The objective function is a mathematical representation of this goal.
It tells us how the profit depends on the number of bags of peanuts, represented as \( x \), and candy, represented as \( y \). For the peanuts, the profit is \(3x - 2x = x\), while for the candy, it is \(5.5y - 4y = 1.5y\). Collectively, the equation we need to maximize is given by:

• \( P = x + 1.5y \)

The objective function guides all subsequent calculations to find the optimal numbers of each type of bag to be sold for maximum profit.

Constraints are the limitations or restrictions imposed on the decision variables, \(x\) and \(y\), in linear programming. Here, you must consider financial, physical, and logical limits the man faces at his stand.
Constraints can be likened to rules that must be respected while trying to achieve the objective function.
In our problem, we have the following constraints:

• Budget Limit: \( 2x + 4y \leq 2000 \)
• Peanut Storage Constraint: \( x \leq 500 \)
• Candy Storage Constraint: \( y \leq 400 \)
• Total Sales Constraint: \( x + y \leq 700 \)

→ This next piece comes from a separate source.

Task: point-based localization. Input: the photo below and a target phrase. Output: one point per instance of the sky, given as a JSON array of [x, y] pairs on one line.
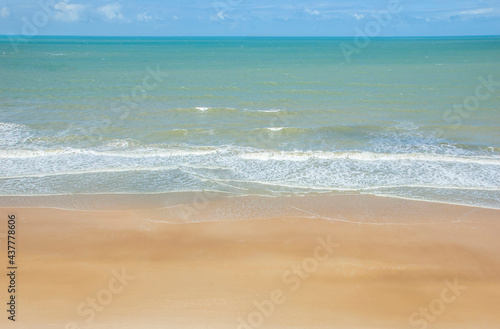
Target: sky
[[250, 17]]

These rules ensure that you do not overspend, overextend storage, or exceed the maximum sales based on past experiences. Remember, \( x, y \geq 0 \) due to non-negativity constraints, ensuring no negative number of bags.

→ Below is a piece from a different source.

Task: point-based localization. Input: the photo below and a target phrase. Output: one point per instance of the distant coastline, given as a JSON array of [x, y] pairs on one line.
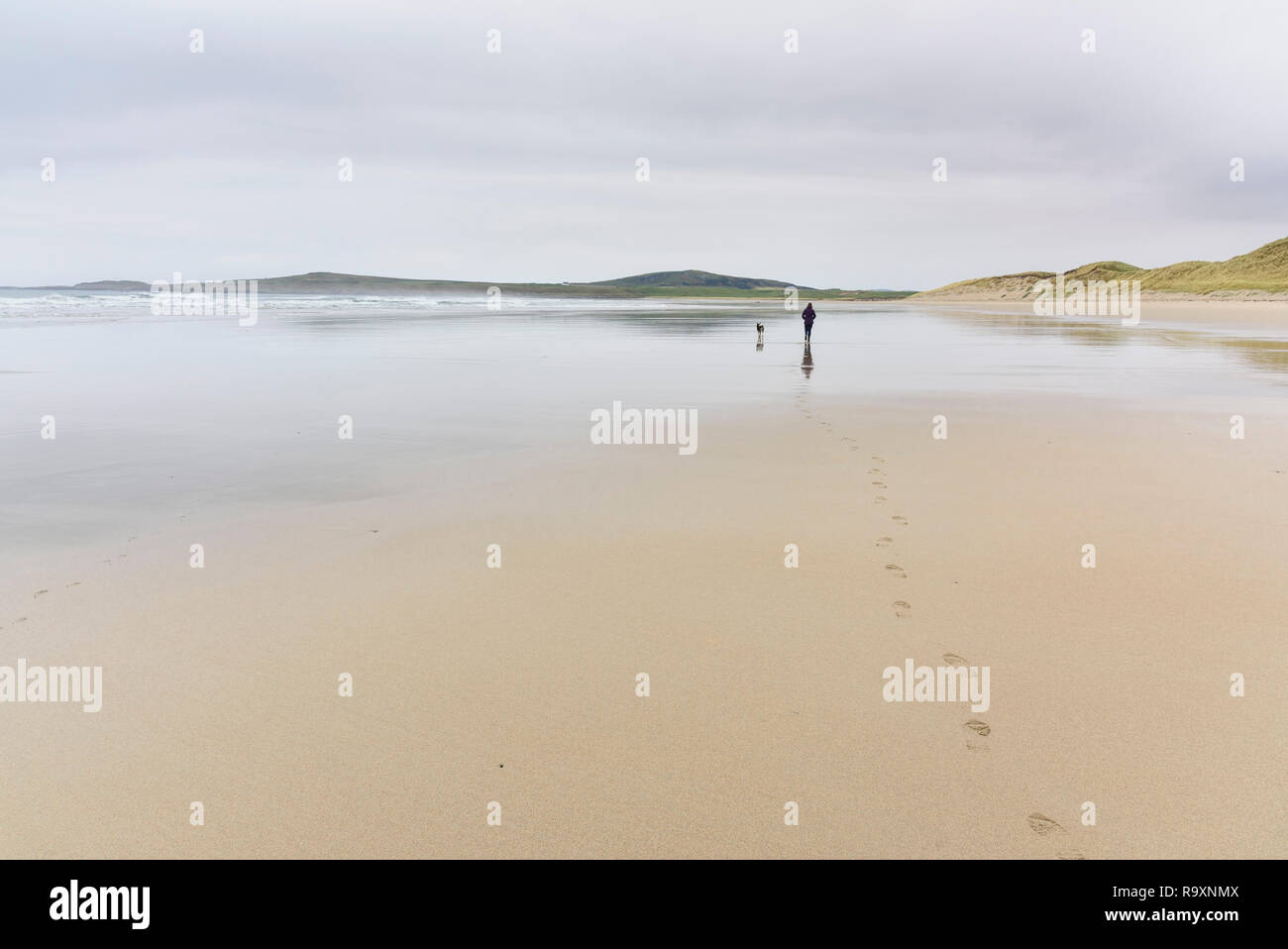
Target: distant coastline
[[665, 283]]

The feasible region is a critical concept in linear programming. It represents all possible combinations of the variables \(x\) and \(y\) that satisfy the constraints. Visualizing the feasible region often involves plotting it on a graph based on the constraints.
By graphing the constraints, you create a map that shows you what combinations of peanuts and candy can be sold simultaneously.
The feasible region is the intersection area on the graph where all these constraints overlap and the solutions remain valid.Within this region, the boundaries are shaped by:

• \( 2x + 4y = 2000 \)
• \( x = 500 \)
• \( y = 400 \)
• \( x + y = 700 \)

It's within this area that we find what mix of \(x\) and \(y\) offers the maximum profit, making the feasible region a target for finding the optimal solution.

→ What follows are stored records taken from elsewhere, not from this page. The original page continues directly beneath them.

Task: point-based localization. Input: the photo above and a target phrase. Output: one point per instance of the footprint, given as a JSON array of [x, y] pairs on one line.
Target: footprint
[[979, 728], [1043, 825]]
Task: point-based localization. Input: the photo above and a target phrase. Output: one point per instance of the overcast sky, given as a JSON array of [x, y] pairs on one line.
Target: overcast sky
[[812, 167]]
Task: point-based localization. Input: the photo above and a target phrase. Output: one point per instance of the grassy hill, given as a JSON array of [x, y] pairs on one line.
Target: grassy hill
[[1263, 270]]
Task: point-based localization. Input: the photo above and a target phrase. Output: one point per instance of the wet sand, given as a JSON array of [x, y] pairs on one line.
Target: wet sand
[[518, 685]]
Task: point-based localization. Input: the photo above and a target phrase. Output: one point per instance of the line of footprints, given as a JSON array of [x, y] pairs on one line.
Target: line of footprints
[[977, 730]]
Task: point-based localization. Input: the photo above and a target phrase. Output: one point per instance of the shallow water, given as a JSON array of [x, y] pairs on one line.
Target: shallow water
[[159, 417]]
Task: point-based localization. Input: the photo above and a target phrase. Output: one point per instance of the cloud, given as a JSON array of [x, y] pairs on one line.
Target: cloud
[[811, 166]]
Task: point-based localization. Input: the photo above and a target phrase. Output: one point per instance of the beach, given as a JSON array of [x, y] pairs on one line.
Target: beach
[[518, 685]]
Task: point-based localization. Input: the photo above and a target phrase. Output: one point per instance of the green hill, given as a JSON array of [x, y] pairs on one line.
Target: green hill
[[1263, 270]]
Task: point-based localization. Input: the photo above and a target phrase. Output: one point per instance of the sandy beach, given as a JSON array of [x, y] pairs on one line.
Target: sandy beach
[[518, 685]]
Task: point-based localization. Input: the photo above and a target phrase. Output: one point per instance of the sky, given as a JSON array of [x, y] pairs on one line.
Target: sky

Profit maximization is the ultimate goal in this exercise, aimed at determining the best number of bags of peanuts \(x\) and candy \(y\) to sell. Once the feasible region is identified, the next step is evaluating the objective function at several critical points, called vertices, within this region.
These vertices represent potential solutions that might optimize profit.
At each vertex, we calculate the expected profit by substituting the coordinates back into the objective function \( P = x + 1.5y \).For instance:

• At Point (0, 400): Profit is \(0 + 1.5 \, \times \, 400 = 600\).
• At Point (500, 0): Profit is \(500 + 1.5 \, \times \, 0 = 500\).
• At Point (300, 400): Profit is \(300 + 1.5 \, \times \, 400 = 900\).
• At Point (500, 200): Profit is \(500 + 1.5 \, \times \, 200 = 800\).

The maximum profit is precisely where it's the highest among these calculations, which is at point (300, 400) with a profit of 900. Thus, the man should prepare 300 bags of peanuts and 400 bags of candy to maximize his profit at the fair.